Two-Spirit, non-binary, gender identity, identity, social pressure, Two-Spirit elders, learning, racism, LGBTQ community, refugees, community support, advice, advocacy, gay-straight alliance, labels, developmental disabilities
Tara: When you worked with the two-spirit kids –the two-spirit kids- did any particular issues come up or because of how you identify was there a particular work you could do with them that seemed important?
Alec: A lot of them were just learning about the two-spirit identity too, right?
Alec: ‘Cause it wasn’t something that was on people’s radar.
Alec: There was trans women, trans girls, but genderqueer, non-binary, two-spirit was so not on the radar in a lot of people’s minds that, um, yah, just um, just the pressure. There’s a subtle pressure when you come out as trans or you’re gonna go and travel to another gender.
Alec: Right, but some of them didn’t feel that way. They didn’t want to change their gender, they didn’t want to do surgery, they just wanted to be who they were. Which is another interesting aspect that they were kind of even at odds with the trans community sometimes. And yah. I tried to provide some- what I knew, the research I’d done for the past twenty years about two-spirit, trying to share what I knew with them and yah, so that’s what I tried to do, just share what I knew and introduced them to older two-spirit people in the community. Yah, so yah it was a learning experience for all of us I guess. Me learning about their issues. Mostly it was I think based on racism too.
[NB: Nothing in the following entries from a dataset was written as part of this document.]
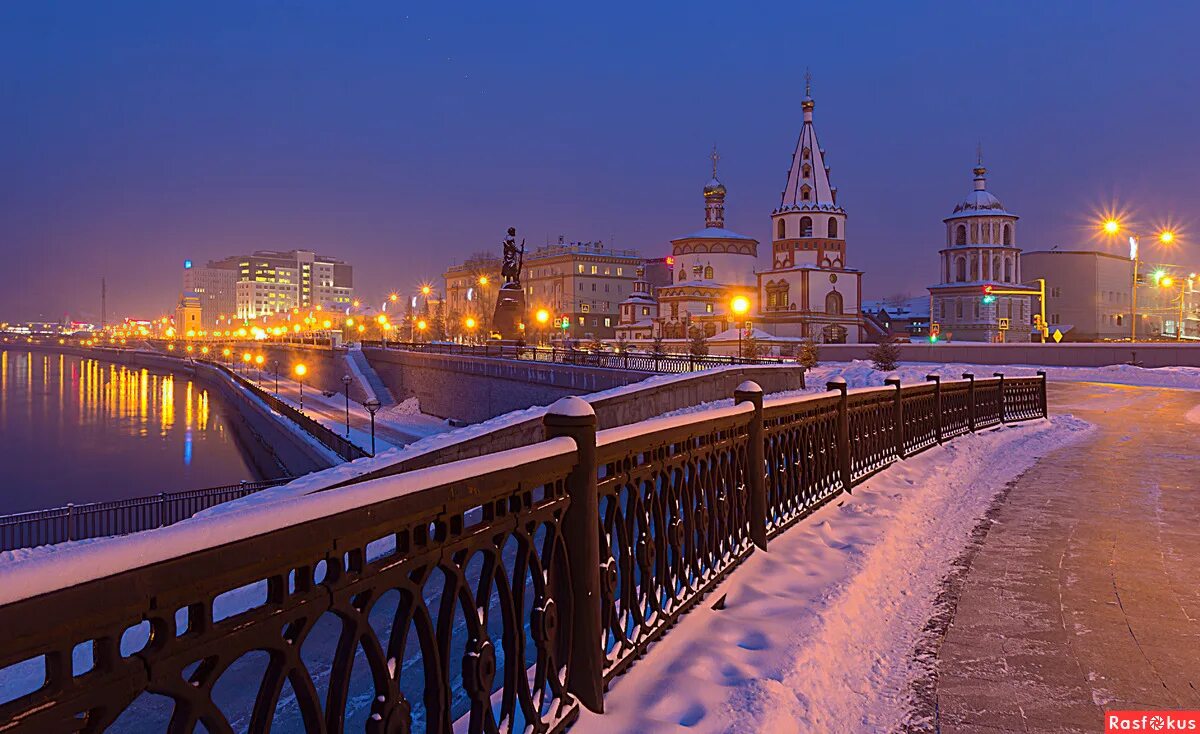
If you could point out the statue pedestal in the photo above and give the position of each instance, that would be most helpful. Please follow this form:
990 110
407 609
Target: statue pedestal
509 312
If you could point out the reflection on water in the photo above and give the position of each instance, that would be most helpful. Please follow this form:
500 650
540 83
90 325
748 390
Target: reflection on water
76 429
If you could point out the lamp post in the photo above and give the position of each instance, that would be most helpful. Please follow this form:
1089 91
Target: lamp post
346 380
372 404
300 369
739 306
1113 227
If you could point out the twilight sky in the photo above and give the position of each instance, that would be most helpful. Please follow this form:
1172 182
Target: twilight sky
405 136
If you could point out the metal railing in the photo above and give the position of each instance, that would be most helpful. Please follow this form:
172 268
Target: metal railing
117 517
636 361
475 595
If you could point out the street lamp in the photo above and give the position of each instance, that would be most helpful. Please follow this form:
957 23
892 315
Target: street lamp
739 305
372 404
300 369
543 317
346 380
1111 227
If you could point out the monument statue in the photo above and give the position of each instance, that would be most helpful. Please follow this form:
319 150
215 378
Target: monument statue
509 316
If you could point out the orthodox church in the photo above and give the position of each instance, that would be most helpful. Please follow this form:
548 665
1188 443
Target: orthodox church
805 289
981 251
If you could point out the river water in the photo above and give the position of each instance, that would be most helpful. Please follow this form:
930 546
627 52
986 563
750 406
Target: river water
76 429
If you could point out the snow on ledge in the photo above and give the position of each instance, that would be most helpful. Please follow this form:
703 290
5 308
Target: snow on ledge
43 570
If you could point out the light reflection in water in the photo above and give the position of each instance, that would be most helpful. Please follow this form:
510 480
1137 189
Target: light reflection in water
78 429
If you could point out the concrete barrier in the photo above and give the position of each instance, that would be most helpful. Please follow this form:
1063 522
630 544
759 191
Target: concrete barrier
1151 354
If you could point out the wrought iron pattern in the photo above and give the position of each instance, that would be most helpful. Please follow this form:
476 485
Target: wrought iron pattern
989 403
1024 398
802 458
401 617
673 521
873 444
955 408
919 404
450 608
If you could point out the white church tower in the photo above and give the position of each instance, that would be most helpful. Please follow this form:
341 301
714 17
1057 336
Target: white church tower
809 292
981 252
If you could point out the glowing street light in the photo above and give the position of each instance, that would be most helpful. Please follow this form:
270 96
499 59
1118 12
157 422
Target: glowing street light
300 371
1111 226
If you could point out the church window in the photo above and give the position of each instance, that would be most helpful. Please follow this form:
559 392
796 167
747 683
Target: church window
833 302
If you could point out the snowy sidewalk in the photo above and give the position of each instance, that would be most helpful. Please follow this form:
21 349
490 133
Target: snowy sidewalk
1084 596
819 631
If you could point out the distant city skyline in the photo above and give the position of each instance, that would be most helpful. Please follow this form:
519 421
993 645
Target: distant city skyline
403 140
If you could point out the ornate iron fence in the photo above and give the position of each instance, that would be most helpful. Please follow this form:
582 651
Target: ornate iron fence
672 364
117 517
499 593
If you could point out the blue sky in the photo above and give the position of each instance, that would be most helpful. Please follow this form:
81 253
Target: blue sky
406 136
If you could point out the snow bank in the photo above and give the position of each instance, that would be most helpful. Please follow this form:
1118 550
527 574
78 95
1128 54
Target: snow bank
817 632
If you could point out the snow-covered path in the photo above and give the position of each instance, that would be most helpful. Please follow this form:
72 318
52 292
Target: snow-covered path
817 632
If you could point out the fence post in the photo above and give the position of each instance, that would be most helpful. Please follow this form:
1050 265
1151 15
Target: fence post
971 409
1003 403
898 416
843 431
937 402
574 417
756 469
Alec: Experiencing racism in the community too and some of that coming up.
Tara: In the trans community?
Alec: Yup, or in the gay community.
Tara: In the gay community.
Alec: Yah, I know one of the young –young performers, um, oh, they were also refugees. One of them came from another –came from Africa.
Alec: Somalia. They were from Somalia, came here at a young age. So they had that to deal with too. The expectations of their family to be –assimilate in the Canadian culture.
Alec: And be straight and get married and all that was coming up for them too.
Alec: So yah, so I think they bonded with each other too. Which was really great to see and formed a little community there amongst themselves so that was kind of cool.
Tara: It sounds like the kind of –exactly the kind of community and guidance that a school could have provided. Your youth had to find outside the school, within the community. If there were things that teachers or other school folk could do, what would they be if, so that those kids could find what they needed at school?
Alec: Understanding teachers, who knew about two-spirit or knew about gender queer or any trans issues would have helped. Um, peers they could go to, like a Gay-Straight Alliance.
Alec: Uh, peer support, teacher support, institutional support from the school would have helped.
Tara: Right. To deal with the bullying, you mean?
Alec: Yah, the bullying, the –also the labelling of them as slow and stuff like that. I thought that was –that was really disturbing to me when I heard that. Also because it’s personal to me because I had the same experience in school. I was considered slow and retarded in school ‘cause I was quiet and shy and I knew I was different, you know, from a young age, so I really felt for them going through that. And, yah, a lot of them were going through family stuff too, their brothers and sisters not understanding, but ten years later I think they’re all on pretty good terms with their family now. Reconnected with their families for the most part, so yah. So they got through it.
Tara: It’s a happy story. It’s a happy story.